Data is fundamental to investment enterprises. Effective, economic management of data underpins operations and enables transformations needed to satisfy customer demands, competition and regulation. Data warehouse(s) and other aspects of the overall data architecture are critical to the enterprise.

EDMworks has created a strategic data planning approach for the Investment Sector. It consists of a planning process, planning intranets, templates and training materials.

EDMworks planning process is based on the belief that extensive domain knowledge significantly shortens planning iterations and enables progressively higher quality plans to be produced and implemented. This approach drives the development of an effective and economic enterprise data architecture.

Enterprise data planning is based on proven business disciplines. Key architectural layers for data and applications are then added in order to provide an enterprise wide understanding of the uses and interdependencies of data. This enables the definition of the core components of the EDM plan:

- Industry structure and business objectives
- Assessment of systems and services
- Target architecture for applications, data and infrastructure
- Target organization structures
- Systems, database, infrastructure and organizational plans
- Business case, costs, benefits, results and risks.

EDMworks uses several components from the Open Systems Group TOGAF enterprise systems planning process. TOGAF acts as an extension to good business planning methods to provide a framework for the development of the systems and data architectural components.

==History==

James Martin was one of the pathfinders in data planning methodologies. He was one of the first to identify data as being an enterprise wide asset that required management. He developed a series of tools and methods to support that process.

Most of the large consulting firms developed their own methods to address the same basic issue. Frequently, their approaches were incorporated into their own branded system development methodologies that encompassed the complete systems development life-cycle.

Others, such as Ed Tozer, developed more focused offerings that dealt with the complexities of extracting key business needs from senior management and then defining relevant architectural visions for the specific enterprise.

From these various sources, the concepts of Business, Data, Applications and Technology Architectures emerged.

The Open Group Architectural Framework (TOGAF) has taken this work forward and has established a sound method in TOGAF version 9.

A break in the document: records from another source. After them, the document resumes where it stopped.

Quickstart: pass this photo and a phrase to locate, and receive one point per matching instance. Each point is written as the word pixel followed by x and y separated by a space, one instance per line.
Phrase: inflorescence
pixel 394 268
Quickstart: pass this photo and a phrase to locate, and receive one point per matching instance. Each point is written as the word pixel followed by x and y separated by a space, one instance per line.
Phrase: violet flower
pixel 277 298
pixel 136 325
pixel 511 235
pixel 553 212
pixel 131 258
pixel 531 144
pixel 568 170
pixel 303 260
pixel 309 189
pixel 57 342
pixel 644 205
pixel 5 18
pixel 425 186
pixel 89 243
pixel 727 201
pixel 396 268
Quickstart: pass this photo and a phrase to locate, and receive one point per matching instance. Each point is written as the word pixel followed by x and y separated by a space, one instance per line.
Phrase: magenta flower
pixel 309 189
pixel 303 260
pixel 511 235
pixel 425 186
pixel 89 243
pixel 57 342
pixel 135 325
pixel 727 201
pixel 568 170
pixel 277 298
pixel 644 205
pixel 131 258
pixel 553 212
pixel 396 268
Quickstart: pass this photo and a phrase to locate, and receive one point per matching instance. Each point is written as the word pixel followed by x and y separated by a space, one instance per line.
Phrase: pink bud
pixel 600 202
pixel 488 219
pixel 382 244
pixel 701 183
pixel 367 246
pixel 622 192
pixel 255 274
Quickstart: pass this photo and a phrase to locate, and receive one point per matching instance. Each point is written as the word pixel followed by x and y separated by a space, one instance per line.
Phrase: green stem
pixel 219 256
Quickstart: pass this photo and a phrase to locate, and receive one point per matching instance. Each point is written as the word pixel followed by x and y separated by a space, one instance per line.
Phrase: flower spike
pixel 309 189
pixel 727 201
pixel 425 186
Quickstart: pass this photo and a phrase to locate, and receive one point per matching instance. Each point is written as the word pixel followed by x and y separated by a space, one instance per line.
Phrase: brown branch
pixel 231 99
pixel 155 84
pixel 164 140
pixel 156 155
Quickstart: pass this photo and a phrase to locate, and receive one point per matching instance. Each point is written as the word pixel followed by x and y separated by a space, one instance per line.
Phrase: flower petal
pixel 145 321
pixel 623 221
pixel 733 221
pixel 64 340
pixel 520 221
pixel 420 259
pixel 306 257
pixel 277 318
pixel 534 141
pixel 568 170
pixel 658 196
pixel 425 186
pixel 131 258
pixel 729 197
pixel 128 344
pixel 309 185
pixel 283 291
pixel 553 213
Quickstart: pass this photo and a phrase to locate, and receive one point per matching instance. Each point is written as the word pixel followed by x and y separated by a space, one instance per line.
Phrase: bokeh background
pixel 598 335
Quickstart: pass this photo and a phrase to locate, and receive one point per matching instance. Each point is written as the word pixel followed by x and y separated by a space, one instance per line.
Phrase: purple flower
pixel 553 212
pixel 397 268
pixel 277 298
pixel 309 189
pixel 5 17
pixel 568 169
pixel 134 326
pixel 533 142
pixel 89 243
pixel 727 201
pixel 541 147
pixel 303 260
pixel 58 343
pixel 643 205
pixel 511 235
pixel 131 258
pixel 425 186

EDMworks approach is to adopt these planning and architectural practices as a basis and then add two additional dimensions to the planning and implementation focus:
- Domain knowledge of the Investments sector. Investments is a complex global industry with a common set of characteristics about clients, information vendors, competition and regulation. Domain knowledge significantly improves the quality of the planning and implementation processes
- Development of people and teams. Change is a major feature of in any Enterprise Data Management program and people and teams both need development in order to make EDM effective throughout an organization.